You can use the R package igraph
to represent your data and compute on it. Given a directed acyclic graph, how do I determine all of the ancestors of a given node?
library(igraph)
a <- c(41397427, 41397438, 41397439, 41397440, 41397466, 41397467, 41397494, 41397495, 41397512, 41397513, 41397514, 41397566, 41397584)
b <- c(41397438, 41397494, 41397466, 41397439, 41397438, 41397440, 41397401, 41397440, 41397466, 41397439, 41397495, 41397495, 41397494)
df <- data.frame(HYRIV_ID = a, NEXT_DOWN = b)
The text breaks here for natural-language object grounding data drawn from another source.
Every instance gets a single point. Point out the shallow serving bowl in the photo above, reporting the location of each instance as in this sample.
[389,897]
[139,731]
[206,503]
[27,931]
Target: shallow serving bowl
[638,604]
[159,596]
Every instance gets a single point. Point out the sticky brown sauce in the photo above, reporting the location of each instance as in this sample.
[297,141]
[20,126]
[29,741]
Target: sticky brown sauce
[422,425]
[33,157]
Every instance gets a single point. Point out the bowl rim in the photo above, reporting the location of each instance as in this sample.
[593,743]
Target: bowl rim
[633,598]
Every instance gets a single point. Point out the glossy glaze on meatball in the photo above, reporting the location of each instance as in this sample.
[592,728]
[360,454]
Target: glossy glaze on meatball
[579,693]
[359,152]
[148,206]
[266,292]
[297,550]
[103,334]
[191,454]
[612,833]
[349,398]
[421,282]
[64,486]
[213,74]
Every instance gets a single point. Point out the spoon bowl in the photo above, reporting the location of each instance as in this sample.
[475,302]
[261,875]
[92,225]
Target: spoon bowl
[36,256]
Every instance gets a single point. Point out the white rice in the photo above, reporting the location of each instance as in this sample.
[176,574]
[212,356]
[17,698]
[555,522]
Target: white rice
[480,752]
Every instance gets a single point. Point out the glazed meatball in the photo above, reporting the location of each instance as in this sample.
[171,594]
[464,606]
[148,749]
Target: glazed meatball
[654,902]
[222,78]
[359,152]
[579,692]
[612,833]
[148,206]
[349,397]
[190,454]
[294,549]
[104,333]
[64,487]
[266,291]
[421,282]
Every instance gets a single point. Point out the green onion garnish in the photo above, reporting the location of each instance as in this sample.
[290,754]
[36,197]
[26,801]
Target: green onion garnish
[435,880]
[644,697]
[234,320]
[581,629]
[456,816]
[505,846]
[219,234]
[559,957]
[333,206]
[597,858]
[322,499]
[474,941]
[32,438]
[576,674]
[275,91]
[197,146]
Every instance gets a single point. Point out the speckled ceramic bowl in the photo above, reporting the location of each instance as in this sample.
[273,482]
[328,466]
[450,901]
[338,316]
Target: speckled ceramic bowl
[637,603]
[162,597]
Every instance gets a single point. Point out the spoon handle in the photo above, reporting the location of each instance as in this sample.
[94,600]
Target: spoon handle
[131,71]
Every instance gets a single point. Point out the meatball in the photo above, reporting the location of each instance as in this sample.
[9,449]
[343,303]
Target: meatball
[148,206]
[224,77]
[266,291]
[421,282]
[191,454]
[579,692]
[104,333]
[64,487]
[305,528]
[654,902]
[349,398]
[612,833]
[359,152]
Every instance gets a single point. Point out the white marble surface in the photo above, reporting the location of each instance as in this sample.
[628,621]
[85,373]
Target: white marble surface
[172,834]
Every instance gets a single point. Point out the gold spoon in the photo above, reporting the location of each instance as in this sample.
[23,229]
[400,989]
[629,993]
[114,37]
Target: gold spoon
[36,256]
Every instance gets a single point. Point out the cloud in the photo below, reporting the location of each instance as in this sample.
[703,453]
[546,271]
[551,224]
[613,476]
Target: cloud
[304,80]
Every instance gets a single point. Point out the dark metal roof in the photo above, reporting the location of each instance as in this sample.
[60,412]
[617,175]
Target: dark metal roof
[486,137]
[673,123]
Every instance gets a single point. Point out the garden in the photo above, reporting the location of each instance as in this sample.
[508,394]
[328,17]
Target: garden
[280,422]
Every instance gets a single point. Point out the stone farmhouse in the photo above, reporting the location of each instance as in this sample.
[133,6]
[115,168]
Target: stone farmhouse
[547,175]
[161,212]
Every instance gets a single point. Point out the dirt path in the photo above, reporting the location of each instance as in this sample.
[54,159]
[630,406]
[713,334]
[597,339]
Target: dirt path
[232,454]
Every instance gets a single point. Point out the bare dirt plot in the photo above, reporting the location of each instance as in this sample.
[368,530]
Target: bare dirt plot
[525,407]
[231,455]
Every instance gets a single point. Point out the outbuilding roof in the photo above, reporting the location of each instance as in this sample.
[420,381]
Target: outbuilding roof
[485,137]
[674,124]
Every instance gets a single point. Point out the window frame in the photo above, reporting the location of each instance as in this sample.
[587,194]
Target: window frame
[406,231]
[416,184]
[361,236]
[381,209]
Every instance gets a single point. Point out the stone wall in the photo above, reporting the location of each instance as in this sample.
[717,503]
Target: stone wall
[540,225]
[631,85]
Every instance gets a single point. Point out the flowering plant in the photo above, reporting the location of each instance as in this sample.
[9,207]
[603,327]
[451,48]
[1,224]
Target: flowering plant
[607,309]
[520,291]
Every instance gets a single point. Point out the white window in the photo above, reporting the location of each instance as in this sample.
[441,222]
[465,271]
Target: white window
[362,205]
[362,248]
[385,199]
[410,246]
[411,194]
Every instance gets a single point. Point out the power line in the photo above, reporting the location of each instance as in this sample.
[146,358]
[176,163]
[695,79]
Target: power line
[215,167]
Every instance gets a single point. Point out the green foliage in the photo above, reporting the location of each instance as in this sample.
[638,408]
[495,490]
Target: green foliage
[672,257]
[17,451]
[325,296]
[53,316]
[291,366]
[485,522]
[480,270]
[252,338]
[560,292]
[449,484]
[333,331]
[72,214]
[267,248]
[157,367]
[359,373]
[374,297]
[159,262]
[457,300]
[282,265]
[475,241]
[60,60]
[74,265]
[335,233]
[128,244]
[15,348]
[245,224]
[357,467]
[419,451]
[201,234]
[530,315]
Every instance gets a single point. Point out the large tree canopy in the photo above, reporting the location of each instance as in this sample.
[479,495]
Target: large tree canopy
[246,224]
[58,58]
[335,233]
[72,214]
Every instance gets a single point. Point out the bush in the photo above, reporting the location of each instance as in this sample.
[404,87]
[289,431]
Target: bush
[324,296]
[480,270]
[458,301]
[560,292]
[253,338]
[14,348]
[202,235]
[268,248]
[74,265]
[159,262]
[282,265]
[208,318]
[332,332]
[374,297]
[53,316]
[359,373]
xx <- graph_from_data_frame(df)
Now use the subcomponent
function to find all nodes reachable from a specified vertex, that are going "into" that node (i.e., the ancestor chain):
# Point A
subcomponent(xx, "41397494", "in")
## + 13/14 vertices, named, from a2cc5ff:
## [1] 41397494 41397438 41397584 41397427 41397466 41397439 41397512 41397440
## [9] 41397513 41397467 41397495 41397514 41397566
# Point B
subcomponent(xx, "41397495", "in")
# + 3/14 vertices, named, from a2cc5ff:
# [1] 41397495 41397514 41397566
You can easily exclude the node of interest now if desired.